Alfa Romeo is finally getting some more products.
Reuters reports the brand will launch a new model every year until 2026 per an announcement made by CEO Jean-Philippe Imparato at an Italian dealer’s event.
From 2027, the brand will sell only electric vehicles and is targeting three “basecamps”: Europe, North America and China.
It has, however, committed to right-hand drive production and a continued presence in Australia.
The first cab off the rank will be the delayed Tonale crossover, which is now slated for a March 2022 debut ahead of sales commencing in Italy in June 2022.
Next is expected to be a new light SUV in 2023, which could wear the Brennero nameplate after another mountain pass.

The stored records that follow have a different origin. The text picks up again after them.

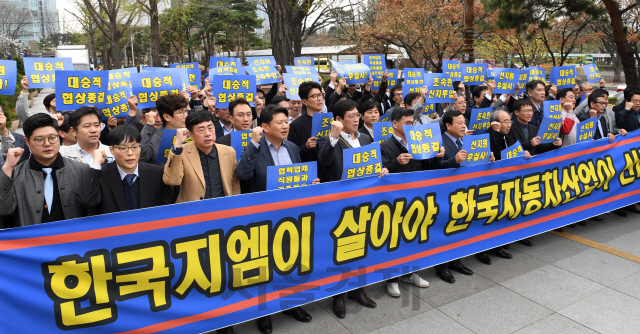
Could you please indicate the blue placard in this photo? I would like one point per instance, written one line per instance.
(291, 176)
(592, 73)
(75, 89)
(376, 63)
(240, 140)
(563, 76)
(193, 72)
(260, 61)
(478, 149)
(301, 70)
(506, 80)
(115, 103)
(382, 131)
(355, 73)
(41, 71)
(480, 120)
(474, 74)
(512, 151)
(265, 74)
(227, 88)
(150, 86)
(551, 122)
(424, 141)
(413, 81)
(293, 82)
(321, 124)
(166, 142)
(224, 61)
(453, 69)
(361, 162)
(392, 77)
(304, 61)
(440, 88)
(586, 129)
(122, 78)
(8, 77)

It’ll offer a pure-electric option and is expected to use either the CMP platform of the Peugeot 2008 or its STLA Small successor.
It’s set to be built alongside new Fiat and Jeep-branded light SUVs at Stellantis’ Tychy, Poland plant.

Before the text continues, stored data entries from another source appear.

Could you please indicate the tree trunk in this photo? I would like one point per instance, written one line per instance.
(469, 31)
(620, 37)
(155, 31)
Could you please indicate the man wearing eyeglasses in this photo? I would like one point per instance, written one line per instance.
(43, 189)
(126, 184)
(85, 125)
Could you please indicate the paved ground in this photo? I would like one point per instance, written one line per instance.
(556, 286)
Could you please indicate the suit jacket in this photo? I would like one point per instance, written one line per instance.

Like the 2008, it should offer the option of an all-electric powertrain with 100kW of power, a 45kWh battery, and an electric range of around 321km.
It’s unclear what Alfa Romeo will launch in subsequent years.
Imparato has also said he’s “very interested” in a revived GTV, which could take the shape of a retro-inspired two-door coupe or a four/five-door fastback.
A report from Autocar earlier this year said an electric GTV could become the brand’s flagship, with a redesigned Giulia and Stelvio, a replacement for the defunct MiTo, and potentially a convertible also in the pipeline.
The MiTo, like the Brennero and next-generation Lancia Ypsilon, could use the STLA Small platform.
The Giulia and Stelvio will reportedly shift from the Giorgio platform to the new STLA Large architecture that’ll also be used by, among other brands, Maserati.
This can support mild-hybrid, plug-in hybrid and all-electric powertrains, the latter of which will offer up to 799km of electric range.
By 2025, the Tonale could be the only Alfa Romeo left with a Fiat Chrysler Automobiles-developed platform, and be the only Alfa without an electric option.
Alfa Romeo will reportedly strengthen its ties with Maserati, collaborating more closely in engineering and development activities and more closely aligning its sales and service operations, and will also use platforms shared with other Stellantis brands while maintaining its own Italian flair and dynamics.
The brand’s design team will now be headed by Alejandro Mesonero-Romanos, the former head of design at Dacia and the man responsible for styling Seat models like the current-generation Leon, Arona, Ateca and Tarraco.
Stellantis’ commitment to expanding the Alfa Romeo range is in contrast to the brand’s later years under FCA.
Most of these models disappeared from FCA’s future plans in 2018 and 2019, with replacements for the MiTo and Giulietta also nixed.
Stellantis CEO Carlos Tavares has said each of his company’s 14 brands will be given a chance to flourish.
He said he will “give a chance to each of our brands, under the leadership of a strong CEO, to define their vision, build a roadmap and make sure they use the valuable assets of Stellantis to make their business case fly”.
Each brand has been handed a “time window of 10 years and [given] funding for 10 years to do a core model strategy”.
Alfa Romeo is part of Stellantis’ group of ‘Premium’ brands, sitting alongside DS and Lancia.
Under its 10-year plan, the Lancia brand will expand back into other European countries. It currently sells only one model in only one market.
It’ll launch three new models by 2028, one of which will resurrect the Delta nameplate.
Both DS and Lancia will go electric-only from 2024.